And obtaining the anchor frame size suitable for tunnel pedestrian target detection through the clustering algorithm.

Step S4: training a Faster R-CNN network, comprising the following specific steps:

and S41, manufacturing the VOC data set. In this embodiment, the image data and the labeling information are manufactured into a training dataset in the PASCAL VOC format, which mainly includes three folders, the image folders store xml files of the picture labeling information, the ImageSets store txt files, each line of the txt files includes a name of a picture, the txt files divide the pictures of the dataset into various sets, such as a training set, a test set, etc., and the JPEGImages includes all training and test verification pictures;

step S42: building a training model, in the embodiment, building a detection algorithm in a CAFFE (Convolutional Architecture for Fast Feature Embedding) deep learning frame, and selecting VGG16 as a feature extraction network based on a fast R-CNN detection algorithm;

step S43: pre-training between models; in the embodiment, the network is pre-trained by using an ImageNet large-scale classification data set, the pre-training is performed by using a random gradient descent method, the initial learning rate is set to be 0.1, and the total iteration times are 100k, so that a pre-training model is obtained;

step S44: training on the training sample by using the pre-training model obtained in the step 43), and obtaining a trained model.
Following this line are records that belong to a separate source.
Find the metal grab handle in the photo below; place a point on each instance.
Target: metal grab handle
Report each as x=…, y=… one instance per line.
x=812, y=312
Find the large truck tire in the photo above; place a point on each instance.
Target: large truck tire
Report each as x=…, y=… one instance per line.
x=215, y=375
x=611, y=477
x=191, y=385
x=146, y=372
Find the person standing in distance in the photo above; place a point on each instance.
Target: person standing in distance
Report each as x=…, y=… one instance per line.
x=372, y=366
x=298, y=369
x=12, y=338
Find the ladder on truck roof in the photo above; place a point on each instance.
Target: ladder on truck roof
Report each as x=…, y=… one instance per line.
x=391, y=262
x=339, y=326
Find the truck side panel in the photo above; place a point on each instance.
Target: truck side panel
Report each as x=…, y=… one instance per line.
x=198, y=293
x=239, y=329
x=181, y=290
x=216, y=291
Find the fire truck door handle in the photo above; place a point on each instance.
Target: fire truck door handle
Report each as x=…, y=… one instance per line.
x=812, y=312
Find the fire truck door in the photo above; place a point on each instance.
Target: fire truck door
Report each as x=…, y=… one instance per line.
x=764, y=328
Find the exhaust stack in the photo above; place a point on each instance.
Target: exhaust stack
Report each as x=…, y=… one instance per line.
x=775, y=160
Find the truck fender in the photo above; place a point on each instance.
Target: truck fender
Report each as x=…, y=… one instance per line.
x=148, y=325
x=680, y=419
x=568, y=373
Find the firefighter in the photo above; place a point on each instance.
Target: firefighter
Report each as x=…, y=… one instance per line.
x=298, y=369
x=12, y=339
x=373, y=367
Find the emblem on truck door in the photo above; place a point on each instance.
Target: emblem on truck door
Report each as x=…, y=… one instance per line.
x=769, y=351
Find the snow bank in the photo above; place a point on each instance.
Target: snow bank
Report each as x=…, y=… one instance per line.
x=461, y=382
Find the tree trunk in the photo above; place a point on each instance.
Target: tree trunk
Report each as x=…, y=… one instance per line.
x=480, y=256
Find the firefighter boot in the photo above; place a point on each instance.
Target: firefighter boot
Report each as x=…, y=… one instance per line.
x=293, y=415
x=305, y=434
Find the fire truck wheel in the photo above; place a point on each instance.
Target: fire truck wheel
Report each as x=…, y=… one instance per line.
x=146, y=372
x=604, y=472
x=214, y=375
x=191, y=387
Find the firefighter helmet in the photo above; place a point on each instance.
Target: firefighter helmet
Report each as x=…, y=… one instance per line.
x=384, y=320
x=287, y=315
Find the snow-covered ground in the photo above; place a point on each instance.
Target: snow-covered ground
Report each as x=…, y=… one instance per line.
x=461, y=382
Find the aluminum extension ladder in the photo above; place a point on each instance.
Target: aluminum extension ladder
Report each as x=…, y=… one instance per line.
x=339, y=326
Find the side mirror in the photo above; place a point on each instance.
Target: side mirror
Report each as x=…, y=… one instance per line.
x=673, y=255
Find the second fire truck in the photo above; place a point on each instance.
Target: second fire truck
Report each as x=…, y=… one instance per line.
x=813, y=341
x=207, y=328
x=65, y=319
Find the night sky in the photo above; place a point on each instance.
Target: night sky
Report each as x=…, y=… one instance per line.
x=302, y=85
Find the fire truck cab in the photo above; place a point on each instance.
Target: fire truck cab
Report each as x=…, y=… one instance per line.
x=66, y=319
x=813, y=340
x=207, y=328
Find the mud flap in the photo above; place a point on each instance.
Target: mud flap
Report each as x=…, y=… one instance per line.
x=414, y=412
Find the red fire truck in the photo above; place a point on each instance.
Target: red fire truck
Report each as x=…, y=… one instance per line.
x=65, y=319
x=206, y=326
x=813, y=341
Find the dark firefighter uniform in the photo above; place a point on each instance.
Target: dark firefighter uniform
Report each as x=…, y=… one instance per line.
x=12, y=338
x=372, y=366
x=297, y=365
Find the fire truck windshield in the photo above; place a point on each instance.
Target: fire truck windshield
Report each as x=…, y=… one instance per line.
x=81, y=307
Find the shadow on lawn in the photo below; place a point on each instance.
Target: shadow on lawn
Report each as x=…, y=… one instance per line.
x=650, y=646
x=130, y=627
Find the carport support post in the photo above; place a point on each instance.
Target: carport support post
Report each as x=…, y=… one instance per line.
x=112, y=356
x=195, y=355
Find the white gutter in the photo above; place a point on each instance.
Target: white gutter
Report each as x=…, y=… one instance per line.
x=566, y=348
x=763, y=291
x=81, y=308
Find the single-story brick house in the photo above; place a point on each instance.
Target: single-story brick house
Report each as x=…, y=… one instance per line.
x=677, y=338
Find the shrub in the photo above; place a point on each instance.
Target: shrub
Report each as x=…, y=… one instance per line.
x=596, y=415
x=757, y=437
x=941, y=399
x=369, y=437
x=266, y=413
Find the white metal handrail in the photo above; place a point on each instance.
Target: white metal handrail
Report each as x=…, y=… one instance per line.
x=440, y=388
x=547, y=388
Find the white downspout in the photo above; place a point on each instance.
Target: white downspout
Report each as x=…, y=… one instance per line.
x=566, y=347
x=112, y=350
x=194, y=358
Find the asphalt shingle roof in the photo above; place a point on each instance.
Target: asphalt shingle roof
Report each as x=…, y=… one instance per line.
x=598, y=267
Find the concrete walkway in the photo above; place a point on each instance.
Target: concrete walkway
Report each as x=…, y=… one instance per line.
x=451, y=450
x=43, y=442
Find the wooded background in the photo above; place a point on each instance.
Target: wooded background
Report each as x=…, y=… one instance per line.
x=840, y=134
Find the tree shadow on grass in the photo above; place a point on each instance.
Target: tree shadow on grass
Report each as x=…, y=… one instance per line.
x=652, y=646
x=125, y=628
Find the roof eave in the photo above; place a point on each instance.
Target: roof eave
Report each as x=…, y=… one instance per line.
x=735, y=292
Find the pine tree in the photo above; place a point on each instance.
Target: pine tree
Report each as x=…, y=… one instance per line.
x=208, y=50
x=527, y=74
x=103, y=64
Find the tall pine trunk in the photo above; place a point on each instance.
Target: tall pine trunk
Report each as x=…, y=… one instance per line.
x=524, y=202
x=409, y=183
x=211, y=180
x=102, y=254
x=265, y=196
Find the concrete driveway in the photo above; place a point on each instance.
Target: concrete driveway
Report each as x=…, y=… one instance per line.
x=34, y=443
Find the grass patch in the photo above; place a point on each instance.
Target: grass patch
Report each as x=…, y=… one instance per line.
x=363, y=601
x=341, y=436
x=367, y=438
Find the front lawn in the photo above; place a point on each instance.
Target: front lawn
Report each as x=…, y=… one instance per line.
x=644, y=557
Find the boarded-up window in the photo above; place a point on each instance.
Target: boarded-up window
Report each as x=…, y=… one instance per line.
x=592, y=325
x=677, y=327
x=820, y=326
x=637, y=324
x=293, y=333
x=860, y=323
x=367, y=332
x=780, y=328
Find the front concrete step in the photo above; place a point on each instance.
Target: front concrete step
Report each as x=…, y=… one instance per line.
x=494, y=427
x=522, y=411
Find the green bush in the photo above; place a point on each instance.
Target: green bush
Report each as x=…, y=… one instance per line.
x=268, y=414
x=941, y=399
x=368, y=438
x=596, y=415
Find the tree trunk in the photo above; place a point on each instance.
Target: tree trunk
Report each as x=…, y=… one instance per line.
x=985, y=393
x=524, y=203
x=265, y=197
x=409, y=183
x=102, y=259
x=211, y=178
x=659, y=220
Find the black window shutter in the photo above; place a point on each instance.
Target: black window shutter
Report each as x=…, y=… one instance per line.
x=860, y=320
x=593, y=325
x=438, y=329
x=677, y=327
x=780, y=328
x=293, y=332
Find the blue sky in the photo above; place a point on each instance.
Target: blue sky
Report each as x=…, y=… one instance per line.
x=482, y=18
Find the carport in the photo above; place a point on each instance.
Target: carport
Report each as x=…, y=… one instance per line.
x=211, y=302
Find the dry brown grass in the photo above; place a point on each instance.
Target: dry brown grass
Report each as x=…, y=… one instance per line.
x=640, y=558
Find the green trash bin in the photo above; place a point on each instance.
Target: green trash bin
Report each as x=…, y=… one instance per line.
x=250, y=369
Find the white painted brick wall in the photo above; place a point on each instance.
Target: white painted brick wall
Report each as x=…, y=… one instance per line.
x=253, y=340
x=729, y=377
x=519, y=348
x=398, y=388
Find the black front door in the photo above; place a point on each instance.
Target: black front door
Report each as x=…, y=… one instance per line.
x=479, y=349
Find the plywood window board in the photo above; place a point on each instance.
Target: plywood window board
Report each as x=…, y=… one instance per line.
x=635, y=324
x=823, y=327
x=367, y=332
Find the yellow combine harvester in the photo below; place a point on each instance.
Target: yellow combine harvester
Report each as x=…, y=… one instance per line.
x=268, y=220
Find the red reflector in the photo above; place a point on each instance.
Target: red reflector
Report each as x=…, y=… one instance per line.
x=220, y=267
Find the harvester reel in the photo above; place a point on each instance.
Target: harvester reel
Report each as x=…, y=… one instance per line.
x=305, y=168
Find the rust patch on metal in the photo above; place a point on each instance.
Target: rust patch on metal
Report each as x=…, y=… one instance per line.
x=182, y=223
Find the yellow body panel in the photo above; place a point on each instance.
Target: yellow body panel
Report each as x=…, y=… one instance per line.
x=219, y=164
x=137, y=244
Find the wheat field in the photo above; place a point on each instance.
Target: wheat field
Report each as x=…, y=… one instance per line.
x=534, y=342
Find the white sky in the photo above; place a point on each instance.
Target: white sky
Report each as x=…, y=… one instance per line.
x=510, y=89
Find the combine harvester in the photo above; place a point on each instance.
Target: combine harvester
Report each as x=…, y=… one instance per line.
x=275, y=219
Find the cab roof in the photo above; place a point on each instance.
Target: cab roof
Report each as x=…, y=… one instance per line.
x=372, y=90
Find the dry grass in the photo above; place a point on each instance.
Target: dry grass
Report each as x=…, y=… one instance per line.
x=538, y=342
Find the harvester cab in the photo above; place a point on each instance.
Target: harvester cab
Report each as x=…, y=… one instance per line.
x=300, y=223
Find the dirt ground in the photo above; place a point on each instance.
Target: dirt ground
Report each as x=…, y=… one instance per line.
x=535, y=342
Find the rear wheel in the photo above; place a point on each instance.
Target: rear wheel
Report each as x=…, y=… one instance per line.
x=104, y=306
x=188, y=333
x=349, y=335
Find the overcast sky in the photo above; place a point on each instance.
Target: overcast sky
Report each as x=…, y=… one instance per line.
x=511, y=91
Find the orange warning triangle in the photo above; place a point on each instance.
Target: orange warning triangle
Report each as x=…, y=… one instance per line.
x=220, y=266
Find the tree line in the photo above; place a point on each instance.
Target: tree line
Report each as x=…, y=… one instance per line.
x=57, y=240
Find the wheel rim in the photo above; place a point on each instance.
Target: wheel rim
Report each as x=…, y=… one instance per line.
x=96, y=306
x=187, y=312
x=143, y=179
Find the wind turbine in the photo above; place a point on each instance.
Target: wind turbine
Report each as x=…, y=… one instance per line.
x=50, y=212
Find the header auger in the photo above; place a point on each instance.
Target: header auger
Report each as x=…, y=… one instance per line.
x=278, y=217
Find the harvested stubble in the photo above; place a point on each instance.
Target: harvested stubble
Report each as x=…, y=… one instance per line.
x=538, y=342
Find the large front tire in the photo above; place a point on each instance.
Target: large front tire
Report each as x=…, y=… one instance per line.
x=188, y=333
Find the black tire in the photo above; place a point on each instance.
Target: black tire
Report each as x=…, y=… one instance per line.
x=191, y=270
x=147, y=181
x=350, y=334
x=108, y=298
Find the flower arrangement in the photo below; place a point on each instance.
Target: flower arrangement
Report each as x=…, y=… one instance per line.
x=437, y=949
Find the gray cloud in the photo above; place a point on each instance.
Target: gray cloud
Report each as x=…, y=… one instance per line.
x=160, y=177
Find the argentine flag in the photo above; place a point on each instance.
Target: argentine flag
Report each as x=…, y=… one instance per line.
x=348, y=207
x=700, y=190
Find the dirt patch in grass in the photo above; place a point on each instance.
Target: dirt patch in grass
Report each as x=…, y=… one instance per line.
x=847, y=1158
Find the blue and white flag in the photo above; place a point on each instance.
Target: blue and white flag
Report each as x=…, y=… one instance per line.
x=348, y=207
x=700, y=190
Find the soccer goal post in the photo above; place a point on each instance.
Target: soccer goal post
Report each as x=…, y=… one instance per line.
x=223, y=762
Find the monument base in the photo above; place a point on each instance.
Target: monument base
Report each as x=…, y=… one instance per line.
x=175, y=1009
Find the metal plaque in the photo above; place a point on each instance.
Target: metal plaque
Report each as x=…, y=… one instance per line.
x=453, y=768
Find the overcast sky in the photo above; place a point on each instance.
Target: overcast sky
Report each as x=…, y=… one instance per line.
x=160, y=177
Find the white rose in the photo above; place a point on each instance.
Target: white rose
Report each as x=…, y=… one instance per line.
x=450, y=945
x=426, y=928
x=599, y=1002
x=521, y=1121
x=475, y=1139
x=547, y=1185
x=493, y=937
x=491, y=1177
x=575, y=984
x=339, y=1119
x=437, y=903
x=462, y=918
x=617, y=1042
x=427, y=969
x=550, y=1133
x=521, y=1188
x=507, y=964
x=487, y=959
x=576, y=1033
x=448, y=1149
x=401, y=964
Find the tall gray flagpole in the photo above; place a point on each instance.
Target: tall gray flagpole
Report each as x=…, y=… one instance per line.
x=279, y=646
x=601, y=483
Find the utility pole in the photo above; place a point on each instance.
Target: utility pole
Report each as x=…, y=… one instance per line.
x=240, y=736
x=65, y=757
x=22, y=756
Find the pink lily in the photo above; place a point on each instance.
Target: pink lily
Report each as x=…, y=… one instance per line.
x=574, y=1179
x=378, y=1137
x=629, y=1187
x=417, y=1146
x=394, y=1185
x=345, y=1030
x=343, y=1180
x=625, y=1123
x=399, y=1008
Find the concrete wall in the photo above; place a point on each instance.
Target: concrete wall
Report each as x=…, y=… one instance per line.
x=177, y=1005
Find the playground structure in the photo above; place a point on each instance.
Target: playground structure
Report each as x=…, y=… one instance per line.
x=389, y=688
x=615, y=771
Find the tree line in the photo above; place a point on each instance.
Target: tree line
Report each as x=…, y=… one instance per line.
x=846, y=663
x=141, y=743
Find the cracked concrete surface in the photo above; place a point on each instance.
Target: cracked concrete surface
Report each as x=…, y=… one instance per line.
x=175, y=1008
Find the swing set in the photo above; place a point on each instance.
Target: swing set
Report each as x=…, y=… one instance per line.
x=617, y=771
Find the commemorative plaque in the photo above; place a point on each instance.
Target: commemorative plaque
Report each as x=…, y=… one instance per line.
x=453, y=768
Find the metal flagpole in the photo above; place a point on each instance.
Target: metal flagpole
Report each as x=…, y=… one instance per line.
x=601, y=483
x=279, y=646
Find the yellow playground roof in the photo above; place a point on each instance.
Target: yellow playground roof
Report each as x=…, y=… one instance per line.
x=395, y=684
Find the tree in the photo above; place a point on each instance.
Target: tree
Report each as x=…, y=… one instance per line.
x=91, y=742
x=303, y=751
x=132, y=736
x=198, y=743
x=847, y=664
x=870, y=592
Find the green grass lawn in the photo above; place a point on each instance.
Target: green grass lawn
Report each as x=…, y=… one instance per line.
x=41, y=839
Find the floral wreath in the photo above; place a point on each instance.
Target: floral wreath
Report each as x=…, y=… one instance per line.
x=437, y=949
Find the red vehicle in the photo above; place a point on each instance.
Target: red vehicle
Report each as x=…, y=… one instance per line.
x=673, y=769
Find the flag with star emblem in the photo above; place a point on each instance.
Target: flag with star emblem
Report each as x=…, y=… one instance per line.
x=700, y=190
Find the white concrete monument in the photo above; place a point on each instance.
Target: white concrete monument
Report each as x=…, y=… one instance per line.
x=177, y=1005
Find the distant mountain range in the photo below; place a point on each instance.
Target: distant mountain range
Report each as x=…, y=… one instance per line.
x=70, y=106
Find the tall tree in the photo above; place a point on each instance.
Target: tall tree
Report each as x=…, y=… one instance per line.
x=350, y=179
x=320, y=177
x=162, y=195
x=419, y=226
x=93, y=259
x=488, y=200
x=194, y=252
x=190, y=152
Specifically, in this embodiment, the parameters of the original fast R-CNN model are modified, the size proportion of the anchor frame in the RPN network is changed to the actual size proportion obtained by the clustering, and the original target class 21 is changed to 2 (the original fast R-CNN network needs to detect 20 classes of targets, plus a background, so the class 21 is used for detecting pedestrians in the tunnel, only one class is used for detecting pedestrians in the tunnel, plus a background, and thus is 2), and then the pre-training model obtained in the step 3) is used for training on a training data set to obtain a final detection model;

step S5: detecting a tunnel pedestrian target by adopting a trained model: specifically, the method comprises the following steps:

step S51: inputting the tunnel image into a trained super-resolution network to obtain a high-resolution image amplified by four times (the length and the width are amplified by two times);

step S52: inputting the picture processed by super resolution in the last step into the trained fast R-CNN network for detection, and obtaining a preliminary detection result under a given confidence threshold (generally taking 0.5), wherein the preliminary detection result comprises a target category and a target boundary frame coordinate; and then removing redundant target boundary boxes by using a non-maximum suppression algorithm, wherein the specific flow of the non-maximum suppression algorithm is as follows:

(1) Obtaining all target detection windows and scores S thereof according to a detection algorithm;

(2) Sequencing the detection windows according to the score S of the detection windows from high to low;

(3) The window M with the highest score after sequencing is selected as a suppression window;

(4) The window with lower score than the suppression window is used as the suppressed window B _i The area overlapping rate overlap of the suppressed window and the suppressed window is calculated as follows:

(5) If the area coincidence rate is higher than the set threshold T, the window is restrained, namely the window is removed;

(6) Ending when only one detection window is left, otherwise, continuing to select the window with the highest score as the inhibition window, and turning to the step 4;

after non-maximum suppression, the final detection result can be obtained.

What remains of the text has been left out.